Selasa, 09 Februari 2016

DIALOG SEORANG SUFI DAN SANG PRESIDEN

Dialog seorang Sufi dan Sang Presiden

Mungkin ini adalah pertemuan sakral yg dialami oleh Prof. DR. H. Kadirun Yahya, Msc – seorang angkatan 1945, ahli sufi, ahli fisika dan pernah menjabat sebagai rektor Universitas Panca Budi, Medan - dgn Presiden RI pertama Ir. Soekarno.

Ia bersama rombongan saat itu diterima di beranda Istana Merdeka (sekitar bulan Juli 1965) bersama dengan Prof. Ir. Brojonegoro (alm), Prof. dr. Syarif Thayib, Bapak Suprayogi, Admiral John Lie, Pak Sucipto Besar, Kapolri, Duta Besar Belanda.

“Wah, pagi-pagi begini saya sudah dikepung oleh 3  Profesor-Profesor” kelakar Ir. Soekarno membuka dialog ketika menemui rombongan Prof. Kadirun Yahya beserta rombongan. Kemudian Presiden Soekarno mempersilakan rombongan tamunya untuk duduk.

“Profesor Kadirun Yahya silakan duduk dekat saya”, pinta presiden Soekarno kpd Prof. Kadirun Yahya, terkesan khusus.
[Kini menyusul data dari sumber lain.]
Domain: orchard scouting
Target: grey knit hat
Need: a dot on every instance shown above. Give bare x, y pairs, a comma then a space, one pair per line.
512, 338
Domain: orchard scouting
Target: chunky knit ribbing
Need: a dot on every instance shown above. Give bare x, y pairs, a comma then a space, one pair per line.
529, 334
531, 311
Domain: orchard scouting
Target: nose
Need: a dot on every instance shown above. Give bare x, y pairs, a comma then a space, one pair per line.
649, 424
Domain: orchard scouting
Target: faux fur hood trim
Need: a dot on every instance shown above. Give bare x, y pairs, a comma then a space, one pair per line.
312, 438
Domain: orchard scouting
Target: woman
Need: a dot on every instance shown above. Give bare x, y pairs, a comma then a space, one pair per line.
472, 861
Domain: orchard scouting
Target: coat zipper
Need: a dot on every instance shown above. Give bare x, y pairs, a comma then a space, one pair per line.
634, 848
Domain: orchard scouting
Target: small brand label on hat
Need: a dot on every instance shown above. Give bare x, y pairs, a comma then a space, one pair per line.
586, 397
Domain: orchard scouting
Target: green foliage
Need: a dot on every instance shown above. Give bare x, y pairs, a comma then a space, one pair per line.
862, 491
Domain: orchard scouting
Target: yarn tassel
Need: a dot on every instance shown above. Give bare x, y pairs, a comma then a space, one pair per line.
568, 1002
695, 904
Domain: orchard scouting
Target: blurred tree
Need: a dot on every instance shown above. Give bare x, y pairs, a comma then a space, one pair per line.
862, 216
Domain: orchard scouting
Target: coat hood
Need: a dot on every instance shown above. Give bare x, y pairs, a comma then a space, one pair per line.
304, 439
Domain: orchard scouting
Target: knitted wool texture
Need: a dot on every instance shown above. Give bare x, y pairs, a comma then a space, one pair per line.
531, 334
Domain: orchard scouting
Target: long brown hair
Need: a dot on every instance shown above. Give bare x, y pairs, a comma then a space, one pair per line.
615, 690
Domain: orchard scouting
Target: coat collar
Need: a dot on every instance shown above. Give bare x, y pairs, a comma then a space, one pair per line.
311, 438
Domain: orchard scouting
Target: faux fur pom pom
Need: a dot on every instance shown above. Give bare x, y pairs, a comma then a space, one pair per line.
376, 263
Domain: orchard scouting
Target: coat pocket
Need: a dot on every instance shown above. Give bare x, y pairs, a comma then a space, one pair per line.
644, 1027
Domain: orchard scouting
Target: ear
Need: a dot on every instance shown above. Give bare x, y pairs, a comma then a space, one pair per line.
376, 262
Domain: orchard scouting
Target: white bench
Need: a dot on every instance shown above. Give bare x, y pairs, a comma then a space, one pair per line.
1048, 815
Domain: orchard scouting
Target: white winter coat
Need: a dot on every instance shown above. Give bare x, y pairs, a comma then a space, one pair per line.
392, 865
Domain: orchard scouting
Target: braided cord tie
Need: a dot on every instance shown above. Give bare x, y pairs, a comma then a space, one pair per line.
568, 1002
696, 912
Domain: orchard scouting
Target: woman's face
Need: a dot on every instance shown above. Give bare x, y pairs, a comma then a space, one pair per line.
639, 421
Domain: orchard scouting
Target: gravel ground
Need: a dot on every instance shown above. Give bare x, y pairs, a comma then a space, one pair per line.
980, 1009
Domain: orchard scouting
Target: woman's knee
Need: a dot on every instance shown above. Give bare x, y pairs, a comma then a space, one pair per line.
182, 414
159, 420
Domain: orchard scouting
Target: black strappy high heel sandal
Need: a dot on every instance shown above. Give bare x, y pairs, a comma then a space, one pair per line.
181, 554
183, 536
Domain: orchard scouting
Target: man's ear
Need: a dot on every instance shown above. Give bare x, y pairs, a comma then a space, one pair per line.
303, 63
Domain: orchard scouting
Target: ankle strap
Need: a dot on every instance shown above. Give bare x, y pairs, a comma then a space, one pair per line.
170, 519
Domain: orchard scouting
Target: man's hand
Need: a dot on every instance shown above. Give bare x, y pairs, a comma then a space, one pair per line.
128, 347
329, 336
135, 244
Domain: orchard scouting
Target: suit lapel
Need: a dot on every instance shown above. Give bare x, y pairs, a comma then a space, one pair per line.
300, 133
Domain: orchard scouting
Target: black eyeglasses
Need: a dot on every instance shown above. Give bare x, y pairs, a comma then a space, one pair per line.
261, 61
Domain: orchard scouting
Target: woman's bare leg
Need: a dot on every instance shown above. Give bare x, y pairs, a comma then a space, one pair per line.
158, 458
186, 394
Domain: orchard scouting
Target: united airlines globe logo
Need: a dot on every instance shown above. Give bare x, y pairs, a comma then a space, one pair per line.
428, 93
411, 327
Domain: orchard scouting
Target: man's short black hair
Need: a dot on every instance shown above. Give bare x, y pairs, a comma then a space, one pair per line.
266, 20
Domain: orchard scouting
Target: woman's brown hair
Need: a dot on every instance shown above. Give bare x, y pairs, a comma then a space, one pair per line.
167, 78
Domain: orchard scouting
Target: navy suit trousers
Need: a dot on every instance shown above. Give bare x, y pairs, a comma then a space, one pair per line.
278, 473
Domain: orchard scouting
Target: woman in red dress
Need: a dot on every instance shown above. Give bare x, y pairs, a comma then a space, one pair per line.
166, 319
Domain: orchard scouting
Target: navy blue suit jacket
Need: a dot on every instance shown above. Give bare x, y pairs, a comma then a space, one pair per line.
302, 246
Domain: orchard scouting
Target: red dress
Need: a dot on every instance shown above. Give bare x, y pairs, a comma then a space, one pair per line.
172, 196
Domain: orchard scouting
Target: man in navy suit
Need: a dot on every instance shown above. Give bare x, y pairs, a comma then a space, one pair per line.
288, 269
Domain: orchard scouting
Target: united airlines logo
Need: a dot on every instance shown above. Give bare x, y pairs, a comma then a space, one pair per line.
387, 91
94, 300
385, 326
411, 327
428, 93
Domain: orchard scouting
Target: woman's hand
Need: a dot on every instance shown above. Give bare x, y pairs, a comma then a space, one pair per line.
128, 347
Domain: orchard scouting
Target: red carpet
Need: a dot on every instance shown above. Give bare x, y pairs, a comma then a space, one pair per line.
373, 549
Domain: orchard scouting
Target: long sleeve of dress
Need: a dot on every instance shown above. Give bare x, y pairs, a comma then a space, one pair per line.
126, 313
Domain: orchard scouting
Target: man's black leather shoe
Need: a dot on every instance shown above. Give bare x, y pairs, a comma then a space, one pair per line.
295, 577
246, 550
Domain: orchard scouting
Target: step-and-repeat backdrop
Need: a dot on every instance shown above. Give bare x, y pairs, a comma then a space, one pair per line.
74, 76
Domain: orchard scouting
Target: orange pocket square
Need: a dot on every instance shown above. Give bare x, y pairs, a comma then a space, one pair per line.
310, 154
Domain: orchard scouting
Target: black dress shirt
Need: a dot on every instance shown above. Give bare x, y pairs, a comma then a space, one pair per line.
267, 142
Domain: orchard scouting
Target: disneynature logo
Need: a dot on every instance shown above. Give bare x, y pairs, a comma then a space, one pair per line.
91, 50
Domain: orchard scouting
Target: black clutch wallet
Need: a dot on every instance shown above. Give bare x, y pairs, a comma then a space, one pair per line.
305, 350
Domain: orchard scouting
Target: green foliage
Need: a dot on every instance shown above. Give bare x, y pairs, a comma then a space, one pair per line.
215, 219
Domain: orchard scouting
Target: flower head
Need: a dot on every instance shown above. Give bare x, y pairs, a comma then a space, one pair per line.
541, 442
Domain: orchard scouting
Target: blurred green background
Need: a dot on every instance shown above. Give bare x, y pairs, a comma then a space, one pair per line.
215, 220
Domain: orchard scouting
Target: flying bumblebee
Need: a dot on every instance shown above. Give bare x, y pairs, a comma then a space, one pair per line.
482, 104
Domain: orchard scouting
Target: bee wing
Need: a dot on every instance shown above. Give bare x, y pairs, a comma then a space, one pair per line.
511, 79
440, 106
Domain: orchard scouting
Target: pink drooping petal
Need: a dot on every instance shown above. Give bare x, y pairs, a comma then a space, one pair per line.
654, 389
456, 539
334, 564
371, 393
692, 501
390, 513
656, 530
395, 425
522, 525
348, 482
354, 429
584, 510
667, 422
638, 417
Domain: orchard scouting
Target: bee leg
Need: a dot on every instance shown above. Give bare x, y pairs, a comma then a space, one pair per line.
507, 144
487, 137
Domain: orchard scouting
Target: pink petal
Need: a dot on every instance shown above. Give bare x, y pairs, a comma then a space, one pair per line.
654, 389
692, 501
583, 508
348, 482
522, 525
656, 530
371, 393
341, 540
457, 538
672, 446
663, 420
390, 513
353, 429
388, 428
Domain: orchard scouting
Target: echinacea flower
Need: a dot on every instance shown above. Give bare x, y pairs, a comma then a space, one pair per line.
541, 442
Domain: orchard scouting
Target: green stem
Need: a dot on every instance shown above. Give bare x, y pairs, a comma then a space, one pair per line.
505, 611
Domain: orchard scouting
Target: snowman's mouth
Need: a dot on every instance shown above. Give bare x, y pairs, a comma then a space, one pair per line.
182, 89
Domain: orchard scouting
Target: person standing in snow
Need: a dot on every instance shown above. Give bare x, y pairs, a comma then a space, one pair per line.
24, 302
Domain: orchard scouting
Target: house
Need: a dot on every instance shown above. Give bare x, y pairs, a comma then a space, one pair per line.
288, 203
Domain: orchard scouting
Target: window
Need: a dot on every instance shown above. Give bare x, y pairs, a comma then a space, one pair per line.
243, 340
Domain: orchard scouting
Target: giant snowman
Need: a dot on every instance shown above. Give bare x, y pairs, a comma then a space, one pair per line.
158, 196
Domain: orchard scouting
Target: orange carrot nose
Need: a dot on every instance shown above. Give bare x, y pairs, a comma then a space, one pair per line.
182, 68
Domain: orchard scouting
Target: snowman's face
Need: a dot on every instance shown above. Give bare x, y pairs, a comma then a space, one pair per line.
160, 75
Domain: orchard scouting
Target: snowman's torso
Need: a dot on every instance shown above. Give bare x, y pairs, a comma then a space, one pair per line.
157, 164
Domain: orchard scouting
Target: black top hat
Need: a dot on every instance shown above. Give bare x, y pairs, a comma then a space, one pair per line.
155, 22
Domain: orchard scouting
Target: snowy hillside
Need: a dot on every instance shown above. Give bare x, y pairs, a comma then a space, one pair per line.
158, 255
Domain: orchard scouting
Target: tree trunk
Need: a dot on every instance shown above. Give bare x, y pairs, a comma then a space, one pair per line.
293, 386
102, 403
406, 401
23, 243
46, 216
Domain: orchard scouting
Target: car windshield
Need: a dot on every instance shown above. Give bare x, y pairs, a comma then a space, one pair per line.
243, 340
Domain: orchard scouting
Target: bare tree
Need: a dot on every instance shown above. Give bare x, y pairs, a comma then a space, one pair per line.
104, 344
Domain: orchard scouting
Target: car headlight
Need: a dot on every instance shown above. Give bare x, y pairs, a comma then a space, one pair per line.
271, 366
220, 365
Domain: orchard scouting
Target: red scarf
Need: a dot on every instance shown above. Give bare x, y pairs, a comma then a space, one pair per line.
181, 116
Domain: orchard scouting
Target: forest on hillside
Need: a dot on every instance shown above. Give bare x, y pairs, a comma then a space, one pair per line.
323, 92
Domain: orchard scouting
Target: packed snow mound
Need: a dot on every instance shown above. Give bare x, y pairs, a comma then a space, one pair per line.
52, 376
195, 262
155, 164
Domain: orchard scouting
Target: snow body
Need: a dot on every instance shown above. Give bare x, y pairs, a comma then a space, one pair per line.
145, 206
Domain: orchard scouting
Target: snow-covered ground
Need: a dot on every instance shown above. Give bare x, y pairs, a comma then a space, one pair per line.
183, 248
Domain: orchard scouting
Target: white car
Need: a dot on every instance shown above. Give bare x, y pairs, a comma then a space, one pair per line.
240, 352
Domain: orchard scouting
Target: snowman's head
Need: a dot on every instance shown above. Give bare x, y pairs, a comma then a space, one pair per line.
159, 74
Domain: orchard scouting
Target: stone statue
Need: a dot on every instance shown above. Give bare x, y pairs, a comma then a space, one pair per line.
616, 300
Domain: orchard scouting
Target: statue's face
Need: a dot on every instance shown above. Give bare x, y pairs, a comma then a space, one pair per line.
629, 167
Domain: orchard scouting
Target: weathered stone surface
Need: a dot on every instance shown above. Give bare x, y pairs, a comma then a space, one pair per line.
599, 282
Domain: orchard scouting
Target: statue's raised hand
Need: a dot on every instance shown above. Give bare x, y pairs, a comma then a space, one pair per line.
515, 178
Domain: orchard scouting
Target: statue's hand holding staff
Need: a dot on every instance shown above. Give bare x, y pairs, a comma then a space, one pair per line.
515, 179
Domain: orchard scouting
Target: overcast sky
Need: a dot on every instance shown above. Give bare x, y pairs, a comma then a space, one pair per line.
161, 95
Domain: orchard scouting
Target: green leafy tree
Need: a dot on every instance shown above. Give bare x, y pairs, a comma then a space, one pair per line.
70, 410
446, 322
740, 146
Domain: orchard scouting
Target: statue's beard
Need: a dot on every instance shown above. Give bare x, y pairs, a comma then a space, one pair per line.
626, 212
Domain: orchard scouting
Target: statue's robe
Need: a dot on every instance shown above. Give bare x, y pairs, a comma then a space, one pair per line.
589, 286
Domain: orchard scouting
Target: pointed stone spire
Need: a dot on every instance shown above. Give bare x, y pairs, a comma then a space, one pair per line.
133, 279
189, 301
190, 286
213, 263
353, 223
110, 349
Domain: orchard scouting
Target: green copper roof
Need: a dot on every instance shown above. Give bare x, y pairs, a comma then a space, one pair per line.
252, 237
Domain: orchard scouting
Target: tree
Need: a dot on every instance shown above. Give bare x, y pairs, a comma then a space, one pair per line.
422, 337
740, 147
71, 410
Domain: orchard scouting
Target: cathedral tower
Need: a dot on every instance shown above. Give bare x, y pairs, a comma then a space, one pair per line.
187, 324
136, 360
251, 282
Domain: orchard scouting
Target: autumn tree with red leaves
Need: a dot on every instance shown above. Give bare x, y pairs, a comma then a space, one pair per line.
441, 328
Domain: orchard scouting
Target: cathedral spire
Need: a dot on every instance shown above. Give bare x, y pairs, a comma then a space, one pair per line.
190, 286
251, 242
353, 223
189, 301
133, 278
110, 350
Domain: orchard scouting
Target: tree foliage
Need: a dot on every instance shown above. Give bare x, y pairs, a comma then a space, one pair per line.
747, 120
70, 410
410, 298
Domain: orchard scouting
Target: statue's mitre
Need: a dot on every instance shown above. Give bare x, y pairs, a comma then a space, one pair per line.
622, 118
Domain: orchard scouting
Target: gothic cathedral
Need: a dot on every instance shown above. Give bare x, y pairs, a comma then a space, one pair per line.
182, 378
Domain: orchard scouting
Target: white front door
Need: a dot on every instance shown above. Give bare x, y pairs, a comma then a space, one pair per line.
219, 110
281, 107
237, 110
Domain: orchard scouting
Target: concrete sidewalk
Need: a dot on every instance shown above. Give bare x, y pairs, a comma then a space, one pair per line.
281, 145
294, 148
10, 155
“Professor, ik horde van jou al sinds 4 jaar, maar nu pas onmoet ik jou, ik wou je eigenlijk iets vragen (saya dengar tentang engkau sdh sejak 4 tahun, tapi baru sekarang aku ketemu engkau, sebenarnya ada sesuatu yg akan aku tanyakan padamu),” kata presiden Soekarno dgn bahasa Belanda.
“Ya, tentang apa itu Bapak Presiden…?”

“Tentang sesuatu hal yg sudah kira-kira 10 tahun, saya cari-cari jawabannya, tapi blm ketemu jawaban yg memuaskan. Saya sudah bertanya pada semua ulama dan para intelektual yg saya anggap tahu. Tetapi semua jawabannya tetap tidak memuaskan saya.”
“Lantas soalnya apa bapak Presiden?”

"Saya bertanya terlebih dahulu tentang yg lain, sebelum saya majukan pertanyaan yg sebenarnya” jawab Presiden Soekarno.
“Baik Presiden” kata Prof. Kadirun Yahya

“Manakah yg lebih tinggi, Presiden atau Jenderal atau Profesor dibanding dgn sorga ?” tanya Presiden. “Sorga” jawab Prof.Kadirun Yahya.
“Accoord (setuju)”, balas Presiden terlihat lega.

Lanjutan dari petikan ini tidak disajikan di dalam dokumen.